- Monday, May 7, 2012

The past two weeks of turmoil and drama in Sino-American affairs may well be the new normal, not an exception to an otherwise placid bilateral relationship. While Friday brought news of a possible deal allowing dissident Chen Guangcheng to leave China to study in America, that deal is no more certain than the earlier, failed deal, announced just days before, under which he was to remain in China. Many basic facts remain unknown, but the historical tides sweeping across the Pacific will not wait until we have perfect information, if we ever do.

Mr. Chen’s individual odyssey symbolizes large, indeed tectonic, political and social forces grinding away beneath the smooth appearance Beijing strains to convey. One person’s fate can be symbolic of larger forces, as in the 18th-century War of Jenkins’ Ear. A Spanish officer sliced off British Capt. Robert Jenkins’ ear for alleged piracy, proclaiming “were the King of England here doing the same, I would do the same to him,” precipitating hostilities. In fact, the conflict was just one episode in a much broader contest for European predominance, with Britain playing its historic role as offshore balancer.

Washington-Beijing relations are hardly so strained and hopefully will not end so badly. Nonetheless, the skirmish over Mr. Chen reflects poorly on the United States. Our halting, confused and so far inconclusive diplomacy has increased China’s determination to exploit our perceived weaknesses across the broader relationship. Beijing’s conclusion is that America is unwilling or unable to stand firm on its core values and interests. Consider the following specifics:

First, Mr. Chen did not simply show up on the doorstep of our embassy in Beijing. Instead, we sent an official vehicle to bring him into the embassy compound, thus evading Chinese security guards who likely would have barred his entry and arrested him. Our intervention was correct and consistent with prior U.S. practice in difficult refugee cases. Incomprehensibly, however, the State Department apparently failed to realize we were dramatically escalating the Chen matter, raising the political stakes by directly confronting China and also significantly increasing the risks to Mr. Chen, his family and dissident colleagues not under American protection.

Second, Mr. Chen’s departure, ostensibly to a hospital for medical treatment, effectively put him under Chinese police control. This demonstrated appalling U.S. naivete, considering how Beijing already had reacted to Mr. Chen’s daring escape from house arrest, his flight to Beijing and procurement of U.S. protection. Whether Mr. Chen truly decided to leave the embassy voluntarily, whether American officials provided him enough information to make a fully informed decision, whether Chinese officials were beating Mr. Chen’s wife and arresting the colleagues who had helped him escape, and whether the whole process was sped up because of Secretary of State Hillary Rodham Clinton’s impending arrival in Beijing all warrant further investigation.

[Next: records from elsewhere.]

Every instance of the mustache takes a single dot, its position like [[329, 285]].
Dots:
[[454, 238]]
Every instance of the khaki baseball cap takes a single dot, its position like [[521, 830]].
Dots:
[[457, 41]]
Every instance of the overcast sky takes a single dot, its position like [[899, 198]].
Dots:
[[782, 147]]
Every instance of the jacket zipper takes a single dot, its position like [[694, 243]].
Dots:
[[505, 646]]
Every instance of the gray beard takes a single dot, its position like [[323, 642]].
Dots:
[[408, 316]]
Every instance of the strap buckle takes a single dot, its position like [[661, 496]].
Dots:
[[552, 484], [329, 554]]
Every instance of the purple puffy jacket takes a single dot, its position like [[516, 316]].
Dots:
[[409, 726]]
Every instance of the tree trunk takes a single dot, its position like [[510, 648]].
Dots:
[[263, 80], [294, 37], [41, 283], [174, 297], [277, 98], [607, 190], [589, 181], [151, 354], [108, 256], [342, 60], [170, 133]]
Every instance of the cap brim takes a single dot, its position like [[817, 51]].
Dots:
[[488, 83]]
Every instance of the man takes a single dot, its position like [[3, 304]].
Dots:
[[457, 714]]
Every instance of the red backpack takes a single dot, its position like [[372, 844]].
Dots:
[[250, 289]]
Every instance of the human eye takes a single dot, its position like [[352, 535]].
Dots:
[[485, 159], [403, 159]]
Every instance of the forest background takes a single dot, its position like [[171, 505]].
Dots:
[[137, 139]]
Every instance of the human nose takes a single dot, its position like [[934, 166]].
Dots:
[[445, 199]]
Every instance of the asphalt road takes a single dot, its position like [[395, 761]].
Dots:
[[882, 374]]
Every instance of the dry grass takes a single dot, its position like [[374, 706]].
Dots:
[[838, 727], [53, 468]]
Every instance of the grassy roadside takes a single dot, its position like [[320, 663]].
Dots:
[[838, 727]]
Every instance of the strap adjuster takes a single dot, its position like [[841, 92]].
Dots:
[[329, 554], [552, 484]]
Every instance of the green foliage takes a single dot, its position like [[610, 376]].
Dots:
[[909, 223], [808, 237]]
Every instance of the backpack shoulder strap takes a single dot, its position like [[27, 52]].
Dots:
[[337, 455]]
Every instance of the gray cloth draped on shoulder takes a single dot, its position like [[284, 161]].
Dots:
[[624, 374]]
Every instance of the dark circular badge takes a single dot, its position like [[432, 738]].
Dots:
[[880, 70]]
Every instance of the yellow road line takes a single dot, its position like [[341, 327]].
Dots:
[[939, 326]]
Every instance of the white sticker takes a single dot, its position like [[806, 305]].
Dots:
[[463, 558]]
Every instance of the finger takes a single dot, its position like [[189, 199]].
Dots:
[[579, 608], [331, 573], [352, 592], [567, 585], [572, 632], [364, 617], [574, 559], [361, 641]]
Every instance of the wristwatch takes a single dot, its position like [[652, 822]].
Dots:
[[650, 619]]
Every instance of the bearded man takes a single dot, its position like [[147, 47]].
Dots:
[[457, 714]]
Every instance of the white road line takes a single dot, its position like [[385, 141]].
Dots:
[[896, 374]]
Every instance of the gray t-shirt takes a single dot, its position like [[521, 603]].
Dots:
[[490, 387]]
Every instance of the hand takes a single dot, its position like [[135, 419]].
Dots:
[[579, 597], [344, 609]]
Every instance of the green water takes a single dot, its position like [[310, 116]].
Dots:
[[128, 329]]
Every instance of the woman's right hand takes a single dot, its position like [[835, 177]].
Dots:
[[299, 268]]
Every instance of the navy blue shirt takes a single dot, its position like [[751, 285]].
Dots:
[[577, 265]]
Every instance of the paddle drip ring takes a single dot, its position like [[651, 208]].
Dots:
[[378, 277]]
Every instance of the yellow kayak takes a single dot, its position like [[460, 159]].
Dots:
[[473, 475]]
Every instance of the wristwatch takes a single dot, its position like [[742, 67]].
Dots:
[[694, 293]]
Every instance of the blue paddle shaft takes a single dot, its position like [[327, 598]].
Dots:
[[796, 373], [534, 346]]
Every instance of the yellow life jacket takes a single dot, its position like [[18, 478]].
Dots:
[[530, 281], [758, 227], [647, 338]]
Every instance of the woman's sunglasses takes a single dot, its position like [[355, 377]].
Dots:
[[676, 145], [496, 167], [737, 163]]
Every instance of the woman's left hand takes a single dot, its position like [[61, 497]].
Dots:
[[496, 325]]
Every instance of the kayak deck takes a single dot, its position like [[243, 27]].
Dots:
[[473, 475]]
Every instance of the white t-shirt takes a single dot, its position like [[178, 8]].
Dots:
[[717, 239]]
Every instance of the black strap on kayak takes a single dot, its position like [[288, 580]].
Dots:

But the real issue is why responsible U.S. authorities had any reason to believe the Chinese government, which had imprisoned Mr. Chen and kept him under house arrest the past seven years, would cheerfully assent to freeing him to attend law school in China, thereby inevitably maturing into an even greater threat to Communist Party supremacy. Chinese human rights advocates did not believe Beijing’s assurances; why did our State Department?

Third, even assuming Mr. Chen and his immediate family do leave China to study in America, which is still uncertain, Mr. Chen almost certainly will never be allowed to return. Even as Mrs. Clinton’s plane was wheels-up from Beijing, official Chinese media were condemning Mr. Chen as a U.S. “tool,” an agent of our sinister efforts to undermine Chinese authority. This propaganda campaign is a precursor either to subjecting him to continued scrutiny and repression in China or to expelling him as a foreign subversive. Either way, Mr. Chen’s fate would be a vivid warning to other dissidents that they could face the same unhappy future.

Fourth, China’s underlying instability will only continue to grow. Mr. Chen’s campaign against forced sterilization and abortion, and thus against the infamous one-child-per-family policy, reflected deeply felt opposition to this brutal Chinese government interference in fundamental human freedoms and issues of conscience.

And opposition to the “one child” policy is itself only part of broader turmoil. The apparent purge of Communist Party leader Bo Xilai proves, that all is not well within the party leadership. Taken together with other evidence of instability in China, it is no wonder the Communist Party and the People’s Liberation Army are at near-trigger-happy levels of concern.

That is why Washington’s confused handling of the Chen affair is so disturbing. At a time of potentially enormous upheaval within China, America’s current foreign-policy leaders had no strategy to advance our interests and support those of like mind inside China. Instead, we find ourselves more vulnerable to China and other present and potential adversaries exploiting our weaknesses and inattention.

U.S. vulnerability and failure are comforting signs to autocrats and dictators worldwide. The Chen affair should warn us that a continued uncertain trumpet by the United States means only greater dangers to America in the coming decades.

John R. Bolton, a former U.S. ambassador to the United Nations, is a senior fellow at the American Enterprise Institute and author of “Surrender Is Not an Option: Defending America at the United Nations and Abroad” (Simon & Schuster, 2007).